Saturday, March 05, 2011

"like any addict, it continues to do the same things, while expecting a different result"

Speaking of Stan Goff, today he posted this piece at Feral Scholar, by way of introducing us to this article by Sierra Bellows at the University of Virginia Magazine. Stan says:
Meanwhile, unbeknown to most Americans, there are still 75,000 troops in Iraq – where yet another rebellion threatens to break out; Commander-in-Chief Obama continues to oversee a lost and cruel war in Afghanistan; the CIA continues its covert drone war against rural Pakistan; and Federal Reserve Chair Ben Bernanke has successfully reflated a financial bubble, ensuring that the next crash – coming to a theater near you – is even more traumatic than the last. Then, we’ll see more Yorba Linda-like lunacies, because this is what middle-classes do when they are frightened.

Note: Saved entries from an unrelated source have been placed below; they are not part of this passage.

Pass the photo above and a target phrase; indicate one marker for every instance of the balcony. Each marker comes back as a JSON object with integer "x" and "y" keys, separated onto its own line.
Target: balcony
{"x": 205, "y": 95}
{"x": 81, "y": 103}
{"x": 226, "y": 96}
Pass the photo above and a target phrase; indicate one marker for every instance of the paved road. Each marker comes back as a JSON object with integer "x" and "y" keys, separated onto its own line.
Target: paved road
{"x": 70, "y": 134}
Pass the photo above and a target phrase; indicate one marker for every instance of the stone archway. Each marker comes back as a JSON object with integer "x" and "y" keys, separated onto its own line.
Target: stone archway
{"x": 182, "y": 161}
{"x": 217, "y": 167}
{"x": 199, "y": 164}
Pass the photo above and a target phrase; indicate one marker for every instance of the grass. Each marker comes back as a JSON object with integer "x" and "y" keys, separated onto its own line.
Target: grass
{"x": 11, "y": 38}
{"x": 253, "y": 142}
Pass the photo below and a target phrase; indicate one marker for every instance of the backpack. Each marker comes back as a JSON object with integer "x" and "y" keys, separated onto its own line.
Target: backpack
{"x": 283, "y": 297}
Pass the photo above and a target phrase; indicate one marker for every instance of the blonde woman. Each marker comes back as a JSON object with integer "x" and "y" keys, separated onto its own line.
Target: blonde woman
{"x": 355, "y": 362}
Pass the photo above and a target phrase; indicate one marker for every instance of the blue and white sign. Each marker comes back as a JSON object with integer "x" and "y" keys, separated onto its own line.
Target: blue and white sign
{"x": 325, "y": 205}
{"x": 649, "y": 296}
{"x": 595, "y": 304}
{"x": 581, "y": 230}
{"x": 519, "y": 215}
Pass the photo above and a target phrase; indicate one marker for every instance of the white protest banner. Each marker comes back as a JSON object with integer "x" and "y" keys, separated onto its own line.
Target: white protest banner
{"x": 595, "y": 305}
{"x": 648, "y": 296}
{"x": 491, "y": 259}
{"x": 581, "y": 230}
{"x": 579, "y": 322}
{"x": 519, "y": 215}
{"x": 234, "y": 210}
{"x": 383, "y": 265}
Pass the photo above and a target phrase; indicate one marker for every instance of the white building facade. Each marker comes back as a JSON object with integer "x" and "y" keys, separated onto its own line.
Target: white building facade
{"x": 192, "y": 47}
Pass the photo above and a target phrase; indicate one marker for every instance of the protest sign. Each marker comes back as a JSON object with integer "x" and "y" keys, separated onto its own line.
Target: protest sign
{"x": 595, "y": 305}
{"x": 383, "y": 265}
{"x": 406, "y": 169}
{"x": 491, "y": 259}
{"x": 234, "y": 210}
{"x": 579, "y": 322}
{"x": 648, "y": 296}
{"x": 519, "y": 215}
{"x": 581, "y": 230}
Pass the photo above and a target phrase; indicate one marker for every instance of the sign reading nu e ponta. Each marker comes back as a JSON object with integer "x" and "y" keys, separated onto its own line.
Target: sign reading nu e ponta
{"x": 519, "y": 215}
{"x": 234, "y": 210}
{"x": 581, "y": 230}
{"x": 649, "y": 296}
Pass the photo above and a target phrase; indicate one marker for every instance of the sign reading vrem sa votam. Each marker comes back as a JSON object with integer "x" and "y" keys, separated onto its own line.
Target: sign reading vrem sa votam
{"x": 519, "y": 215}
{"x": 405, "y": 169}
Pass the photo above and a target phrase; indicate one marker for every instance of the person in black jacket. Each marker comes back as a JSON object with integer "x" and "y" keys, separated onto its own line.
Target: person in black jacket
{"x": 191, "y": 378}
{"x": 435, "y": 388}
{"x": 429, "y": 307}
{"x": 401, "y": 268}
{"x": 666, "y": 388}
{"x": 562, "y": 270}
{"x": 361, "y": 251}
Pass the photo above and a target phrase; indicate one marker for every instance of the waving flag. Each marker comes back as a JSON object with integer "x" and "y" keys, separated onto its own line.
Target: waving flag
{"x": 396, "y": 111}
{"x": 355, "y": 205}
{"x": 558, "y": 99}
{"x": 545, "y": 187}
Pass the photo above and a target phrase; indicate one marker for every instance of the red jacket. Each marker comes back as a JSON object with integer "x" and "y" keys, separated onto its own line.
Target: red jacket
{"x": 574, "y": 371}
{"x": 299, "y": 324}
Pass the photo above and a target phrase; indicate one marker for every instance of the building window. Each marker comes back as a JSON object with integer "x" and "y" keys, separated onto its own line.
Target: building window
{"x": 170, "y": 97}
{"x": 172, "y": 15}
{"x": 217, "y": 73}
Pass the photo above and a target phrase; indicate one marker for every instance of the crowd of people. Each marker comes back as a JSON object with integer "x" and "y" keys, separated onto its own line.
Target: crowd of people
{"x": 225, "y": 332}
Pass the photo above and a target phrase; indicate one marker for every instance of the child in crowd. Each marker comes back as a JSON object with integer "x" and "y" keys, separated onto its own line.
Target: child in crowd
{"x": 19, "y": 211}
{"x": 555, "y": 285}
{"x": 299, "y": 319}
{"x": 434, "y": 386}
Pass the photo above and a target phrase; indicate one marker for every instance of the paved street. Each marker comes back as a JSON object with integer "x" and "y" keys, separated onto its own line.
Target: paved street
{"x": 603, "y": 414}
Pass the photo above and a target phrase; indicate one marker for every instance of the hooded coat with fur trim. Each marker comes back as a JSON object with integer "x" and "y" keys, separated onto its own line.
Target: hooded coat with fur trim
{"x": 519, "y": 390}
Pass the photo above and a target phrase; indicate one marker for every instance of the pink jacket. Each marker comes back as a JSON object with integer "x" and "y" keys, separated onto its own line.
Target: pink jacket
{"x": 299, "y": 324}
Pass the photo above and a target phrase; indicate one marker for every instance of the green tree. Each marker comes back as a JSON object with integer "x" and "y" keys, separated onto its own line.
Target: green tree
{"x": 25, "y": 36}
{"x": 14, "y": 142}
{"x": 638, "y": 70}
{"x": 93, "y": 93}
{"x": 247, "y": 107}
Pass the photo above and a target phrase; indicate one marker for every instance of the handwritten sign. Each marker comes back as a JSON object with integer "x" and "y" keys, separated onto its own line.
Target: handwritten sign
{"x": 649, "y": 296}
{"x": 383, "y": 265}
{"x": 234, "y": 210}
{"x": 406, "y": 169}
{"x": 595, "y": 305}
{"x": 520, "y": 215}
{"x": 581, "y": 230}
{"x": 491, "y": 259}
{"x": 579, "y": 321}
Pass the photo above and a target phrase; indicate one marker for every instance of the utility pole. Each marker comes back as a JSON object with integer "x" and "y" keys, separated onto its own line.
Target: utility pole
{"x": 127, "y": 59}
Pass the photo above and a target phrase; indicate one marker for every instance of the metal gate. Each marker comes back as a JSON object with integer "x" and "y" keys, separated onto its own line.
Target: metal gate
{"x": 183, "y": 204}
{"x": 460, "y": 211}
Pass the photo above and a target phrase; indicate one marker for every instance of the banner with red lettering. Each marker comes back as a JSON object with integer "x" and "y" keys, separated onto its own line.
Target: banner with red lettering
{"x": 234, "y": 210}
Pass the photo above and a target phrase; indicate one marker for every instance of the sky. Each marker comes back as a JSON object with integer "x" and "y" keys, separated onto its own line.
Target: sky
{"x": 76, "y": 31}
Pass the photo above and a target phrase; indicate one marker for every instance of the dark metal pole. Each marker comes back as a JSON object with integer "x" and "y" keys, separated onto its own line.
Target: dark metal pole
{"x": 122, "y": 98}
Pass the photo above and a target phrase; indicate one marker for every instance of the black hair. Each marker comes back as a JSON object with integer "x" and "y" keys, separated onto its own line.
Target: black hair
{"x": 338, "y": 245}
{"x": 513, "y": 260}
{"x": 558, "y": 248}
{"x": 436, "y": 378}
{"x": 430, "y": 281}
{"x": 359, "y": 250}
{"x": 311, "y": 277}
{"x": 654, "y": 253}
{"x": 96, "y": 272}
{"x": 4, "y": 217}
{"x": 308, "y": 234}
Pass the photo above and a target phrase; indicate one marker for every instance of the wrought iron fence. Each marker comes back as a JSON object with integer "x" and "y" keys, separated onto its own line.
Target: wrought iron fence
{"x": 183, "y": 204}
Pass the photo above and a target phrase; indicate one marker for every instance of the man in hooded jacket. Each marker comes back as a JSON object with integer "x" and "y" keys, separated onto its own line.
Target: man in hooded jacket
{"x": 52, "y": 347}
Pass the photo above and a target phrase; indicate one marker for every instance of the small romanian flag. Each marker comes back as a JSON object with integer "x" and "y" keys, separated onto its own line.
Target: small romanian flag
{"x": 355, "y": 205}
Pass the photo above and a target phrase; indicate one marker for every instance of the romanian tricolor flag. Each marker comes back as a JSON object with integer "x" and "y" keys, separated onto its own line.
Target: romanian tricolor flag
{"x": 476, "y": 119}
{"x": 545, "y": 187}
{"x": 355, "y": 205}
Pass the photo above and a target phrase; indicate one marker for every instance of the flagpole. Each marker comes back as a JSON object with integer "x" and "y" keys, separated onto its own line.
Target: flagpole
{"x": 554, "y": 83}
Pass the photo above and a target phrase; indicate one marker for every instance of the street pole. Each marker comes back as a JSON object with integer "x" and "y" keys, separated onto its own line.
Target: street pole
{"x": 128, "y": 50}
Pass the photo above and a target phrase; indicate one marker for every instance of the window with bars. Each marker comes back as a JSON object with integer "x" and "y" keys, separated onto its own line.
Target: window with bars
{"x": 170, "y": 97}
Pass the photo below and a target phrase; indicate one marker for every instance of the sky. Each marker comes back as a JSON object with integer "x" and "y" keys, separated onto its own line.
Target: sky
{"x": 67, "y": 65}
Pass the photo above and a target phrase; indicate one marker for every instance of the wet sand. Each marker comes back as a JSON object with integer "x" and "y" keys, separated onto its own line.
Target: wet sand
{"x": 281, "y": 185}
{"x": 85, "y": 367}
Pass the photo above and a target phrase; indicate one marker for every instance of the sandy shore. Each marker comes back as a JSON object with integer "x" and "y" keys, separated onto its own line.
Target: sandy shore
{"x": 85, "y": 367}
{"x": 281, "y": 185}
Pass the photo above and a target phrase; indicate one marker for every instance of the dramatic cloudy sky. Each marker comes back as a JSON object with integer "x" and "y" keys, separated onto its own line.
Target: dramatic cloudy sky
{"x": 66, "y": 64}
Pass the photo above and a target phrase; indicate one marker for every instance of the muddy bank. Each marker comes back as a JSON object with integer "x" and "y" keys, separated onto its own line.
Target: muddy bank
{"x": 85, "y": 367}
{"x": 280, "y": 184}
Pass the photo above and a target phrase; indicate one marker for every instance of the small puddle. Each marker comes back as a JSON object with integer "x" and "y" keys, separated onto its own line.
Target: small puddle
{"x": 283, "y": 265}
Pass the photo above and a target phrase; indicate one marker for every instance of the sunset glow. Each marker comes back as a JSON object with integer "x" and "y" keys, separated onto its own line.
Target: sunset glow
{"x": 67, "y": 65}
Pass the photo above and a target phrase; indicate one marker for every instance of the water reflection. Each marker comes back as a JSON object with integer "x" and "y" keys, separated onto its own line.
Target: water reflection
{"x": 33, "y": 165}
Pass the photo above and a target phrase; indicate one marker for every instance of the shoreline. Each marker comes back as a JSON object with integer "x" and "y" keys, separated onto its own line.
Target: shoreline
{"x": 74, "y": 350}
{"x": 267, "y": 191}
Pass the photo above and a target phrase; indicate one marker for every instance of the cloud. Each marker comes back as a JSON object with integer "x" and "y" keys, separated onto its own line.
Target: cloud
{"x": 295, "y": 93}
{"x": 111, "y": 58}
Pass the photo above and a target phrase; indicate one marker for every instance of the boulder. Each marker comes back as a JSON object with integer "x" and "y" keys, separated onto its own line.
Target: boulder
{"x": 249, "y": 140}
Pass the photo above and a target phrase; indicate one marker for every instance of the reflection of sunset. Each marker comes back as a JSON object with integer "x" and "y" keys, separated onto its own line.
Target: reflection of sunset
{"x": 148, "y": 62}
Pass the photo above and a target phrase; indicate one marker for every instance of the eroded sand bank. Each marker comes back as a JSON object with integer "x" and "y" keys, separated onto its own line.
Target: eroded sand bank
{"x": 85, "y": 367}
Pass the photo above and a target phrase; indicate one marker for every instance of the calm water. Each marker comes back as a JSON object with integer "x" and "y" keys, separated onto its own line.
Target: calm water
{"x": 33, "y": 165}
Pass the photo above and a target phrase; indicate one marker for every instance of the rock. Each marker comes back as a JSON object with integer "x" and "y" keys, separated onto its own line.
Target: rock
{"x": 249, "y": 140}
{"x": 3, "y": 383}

I believe what the Irish bard said was, “the center cannot hold.”

The empire, in a word, has become unmanageable, but like any addict, it continues to do the same things, while expecting a different result. We 12-steppers call that “insanity.”

At last, I’ll get to my point, and link the article that this is leading into. Empires always become unmanageable, because they are inherently “addicted” to the exploitation of peripheries. As those peripheries are exhausted, the core must continually seek further and further afield to satisfy its habit. This core-periphery dynamic is, in fact, not only a feature of empire. Empire is one manifestation of the same process – an ecological one at bottom – that we call “civilization.” Because no core can continually feed on a periphery without materially exhausting it, no core can go on indefinitely. It will eventually overreach, and at that point, it loses the ability to manage its own system – a system that turns out at the end of the day to have created a fatal dependency on that periphery, even as it has pillaged it.